Last spring, the Ohio state legislature passed a measure with bipartisan approval that would reduce the maximum interest rate of payday loans from 391 to 28 percent, but the payday lending lobby managed to make it a matter of popular vote. They knew that with enough money it could influence the vote through misleading advertising and confusing ballot language. Tom Allio, a local Catholic leader and chair of the Ohio Coalition for Responsible Lending, wrote in a previous God's Politics blog post:

One thing remains clear in this ongoing "David and Goliath" battle in Ohio: The payday lending industry will do anything in its power to maintain its privileged, and predatory, position in the marketplace. Rumors are rampant that they are prepared to spend upwards of $15 million in this fight for their survival.

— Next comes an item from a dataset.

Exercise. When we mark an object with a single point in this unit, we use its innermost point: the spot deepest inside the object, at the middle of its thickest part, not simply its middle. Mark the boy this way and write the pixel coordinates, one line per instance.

But faith groups and other organizations have rallied to the side of the most economically vulnerable. The Ohio Council of Churches explained in a legislative brief:

The faith community is aware that a prophetic tradition condemns usury, fraud, exploitation, especially if it is directed toward the poorest members of society. The payday lending industry has financially exploited economically vulnerable populations. Low-income families, the elderly, minorities and military personnel have all been targets of the payday lenders. In Ohio over 300,000 low to moderate income individuals have been caught in the debt trap.

Nearly all of Ohio's major newspapers have explicitly called for a 'yes' vote on Issue 5, including the Cleveland Plain Dealer:

Issue 5 on Ohio's November ballot, the pay day-lending issue, is a stark face-off between fairness and greed. A "yes" vote is a vote for fairness ... It should be impossible for anyone to persuade Ohioans that allowing an APR of 391 percent is good for them. But confusion is the lenders' pal, no thanks to hair-splitting by Secretary of State Jennifer Brunner and the panel that writes Ohio's ballot language. So here's Issue 5 in plain English: The pro-consumer vote is "yes." The pro-borrower vote is "yes." The pro-Ohio vote on Issue 5 is "yes." Anyone who says otherwise just wants you to run up debt -- at 391 percent APR.

Although primarily a national organization, Sojourners has worked locally in Ohio and trained teams of Windchangers around Ohio to implement our Vote Out Poverty campaign. We encourage church communities in other states to follow the example of Ohio, where people of faith have stood up and taken practical steps to help those whom Christ called "the least of these."

Nate Van Duzer is the policy assistant for Sojourners. Rev. Virginia Lohmann Bauman contributed to this post. She lives in Granville, Ohio, with her family and is the Ohio Field Director for Sojourners.